Côté produits, chacun a également son domaine. ZF s'est traditionnellement construit dans les transmissions, le châssis et les trains, ainsi que dans l'électronique (notamment les contrôleurs). TRW vient lui du freinage, des actionneurs, de la colonne de direction, avec une attention particulière à la sécurité passive puis active.
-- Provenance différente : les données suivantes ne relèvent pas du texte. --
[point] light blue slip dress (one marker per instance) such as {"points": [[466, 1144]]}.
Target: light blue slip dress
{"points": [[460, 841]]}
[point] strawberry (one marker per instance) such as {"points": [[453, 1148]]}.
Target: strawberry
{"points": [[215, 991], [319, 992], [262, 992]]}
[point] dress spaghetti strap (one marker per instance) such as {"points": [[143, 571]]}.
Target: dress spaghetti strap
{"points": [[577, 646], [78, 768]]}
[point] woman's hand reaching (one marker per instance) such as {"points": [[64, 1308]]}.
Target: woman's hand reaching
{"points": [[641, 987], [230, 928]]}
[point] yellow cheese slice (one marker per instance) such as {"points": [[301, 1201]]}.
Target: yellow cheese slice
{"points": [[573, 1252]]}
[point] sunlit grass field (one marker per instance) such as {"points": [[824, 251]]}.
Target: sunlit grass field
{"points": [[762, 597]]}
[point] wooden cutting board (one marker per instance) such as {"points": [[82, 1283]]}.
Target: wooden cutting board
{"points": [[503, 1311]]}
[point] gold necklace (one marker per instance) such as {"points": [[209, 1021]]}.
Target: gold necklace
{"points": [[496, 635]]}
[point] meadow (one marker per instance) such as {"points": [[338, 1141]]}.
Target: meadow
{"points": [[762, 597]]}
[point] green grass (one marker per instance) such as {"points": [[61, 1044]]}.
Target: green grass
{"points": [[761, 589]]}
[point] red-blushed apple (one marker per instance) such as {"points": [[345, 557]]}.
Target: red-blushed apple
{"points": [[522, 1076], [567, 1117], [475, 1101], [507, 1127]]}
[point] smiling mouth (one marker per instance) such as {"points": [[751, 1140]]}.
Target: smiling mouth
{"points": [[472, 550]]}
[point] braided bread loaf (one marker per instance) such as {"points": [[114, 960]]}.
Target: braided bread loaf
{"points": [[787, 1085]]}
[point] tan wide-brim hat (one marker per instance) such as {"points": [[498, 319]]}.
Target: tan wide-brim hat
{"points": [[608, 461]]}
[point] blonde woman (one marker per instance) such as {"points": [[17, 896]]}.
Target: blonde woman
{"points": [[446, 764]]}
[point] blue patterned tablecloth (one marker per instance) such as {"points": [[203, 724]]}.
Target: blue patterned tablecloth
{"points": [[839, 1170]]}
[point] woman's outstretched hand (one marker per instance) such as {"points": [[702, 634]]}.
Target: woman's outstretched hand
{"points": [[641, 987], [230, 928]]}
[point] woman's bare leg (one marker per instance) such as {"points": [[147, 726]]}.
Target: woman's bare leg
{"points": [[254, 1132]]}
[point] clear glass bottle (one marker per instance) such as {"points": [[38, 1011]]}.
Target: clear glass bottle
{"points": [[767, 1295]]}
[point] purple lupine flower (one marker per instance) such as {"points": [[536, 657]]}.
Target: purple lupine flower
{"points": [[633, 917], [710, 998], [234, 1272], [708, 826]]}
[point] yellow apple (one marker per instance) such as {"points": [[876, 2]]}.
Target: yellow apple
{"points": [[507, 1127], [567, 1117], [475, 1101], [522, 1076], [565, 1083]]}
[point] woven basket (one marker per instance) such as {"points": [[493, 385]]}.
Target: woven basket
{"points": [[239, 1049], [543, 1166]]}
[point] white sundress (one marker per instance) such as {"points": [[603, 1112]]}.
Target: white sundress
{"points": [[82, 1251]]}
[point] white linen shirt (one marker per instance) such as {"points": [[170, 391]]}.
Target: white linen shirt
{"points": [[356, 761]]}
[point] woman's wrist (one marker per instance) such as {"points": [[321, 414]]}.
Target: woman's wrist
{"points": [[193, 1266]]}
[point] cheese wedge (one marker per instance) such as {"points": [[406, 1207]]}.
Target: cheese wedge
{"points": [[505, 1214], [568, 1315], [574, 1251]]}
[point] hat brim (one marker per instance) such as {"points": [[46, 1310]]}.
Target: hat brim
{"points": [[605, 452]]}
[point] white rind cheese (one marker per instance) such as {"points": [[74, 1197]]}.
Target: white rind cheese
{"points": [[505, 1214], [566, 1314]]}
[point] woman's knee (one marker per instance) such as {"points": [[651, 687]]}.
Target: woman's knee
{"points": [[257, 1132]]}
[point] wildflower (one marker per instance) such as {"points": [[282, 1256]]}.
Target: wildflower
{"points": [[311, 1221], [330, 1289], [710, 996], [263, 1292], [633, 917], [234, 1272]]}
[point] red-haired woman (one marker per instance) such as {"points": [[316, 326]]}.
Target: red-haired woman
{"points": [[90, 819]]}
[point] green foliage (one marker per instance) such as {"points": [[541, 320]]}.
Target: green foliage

ZF a donc revendu ses activités direction à Bosch en fin d'année dernière, pour obtenir en mars l'autorisation de la Commission européenne pour la fusion-acquisition. "La principale motivation de celle-ci est technologique, rappelait à cette période Stéphan Sommer, directeur général de ZF. Nous allons nous concentrer sur l'électromobilité et le véhicule autonome". C'est exactement l'une des grandes nouveautés présentées à Linthe le 2 juillet.

Petit véhicule urbain

Son nom : "Smart Urban Vehicle". Cette petite voiture blanche d'à peu près quatre mètres, à la bouille sympathique, a été spécialement conçue pour la ville. Deux moteurs électriques sont installés sur les roues arrière, libérant de l'espace à l'avant. ZF y a installé un axe dont les roues braquent à 75 degrés. Sur la piste, la Smart Urban Vehicle fait des tours sur elle-même avec un diamètre de braquage de 6,5 mètres, soit le plus court du marché. "Cette voiture peut aussi se garer automatiquement, explique Gerhard Grumpoltsberger, ingénieur chez ZF-TRW. Le conducteur laisse le pouce posé sur le bouton 'Park' de sa montre connectée, et la voiture se gare seule, même dans une place qui ne fait que 40 centimètres de plus que sa longueur".

La Smart Urban Vehicle pourrait presque être un jouet, car elle se pilote aussi depuis une tablette, dans un rayon de 5 mètres, sans personne au volant. "Nous avons mis à peine 18 mois à développer ce prototype, poursuit Volker Vogel, un des ingénieurs du projet. Il intègre des technologies TRW comme le système de freinage et ZF comme l'électronique ou les software". Au début les deux partenaires devaient respecter certaines clauses de confidentialité avant que l'accord ne soit signé. "TRW a joué le rôle de fournisseur dans un premier temps, puis nous sommes devenus partenaires une fois les formalités juridiques réglées", ajoute Gerhard Grumpoltsberger.

Face à Bosch et Continental

Les deux partenaires mettent aujourd'hui l'accent sur la conduite autonome. "L'autonomisation du véhicule vient d’abord des éléments de sécurité", explique Martin Mayer, ingénieur chez ZF-TRW. Une bonne partie des 1,6 milliard d'euros investi chaque année en R&D soutiendra cette nouvelle activité. "Un projet comme la Smart Urban Vehicle nous permet de développer des systèmes complets, pas seulement des composants, ce qui essentiel sur la route vers le véhicule autonome", souligne Gerhard Grumpoltsberger.

Andrew Whydell va encore plus loin. "Pour développer des véhicules 100% autonomes, il faut avoir dans son portefeuille cinq familles de produits : les capteurs comme les radars et caméras, les actionneurs, les systèmes de contrôle freins, moteur, etc, les software et l'interface homme-machine, détaille le Gallois. Nous les avons toutes. Et seuls deux ou trois autres équipementiers possèdent également ces cinq familles". Les autres sont les principaux concurrents de ZF, Bosch et Continental. Au salon de Francfort au mois de septembre, les trois Allemands feront montre de leur savoir-faire, quitte à faire de l'ombre à certains constructeurs. Le jeu en vaut la chandelle. Selon une étude d’Exane BNP Paribas, en 2025, le marché des technologies du véhicule autonome atteindra 57 milliards de dollars.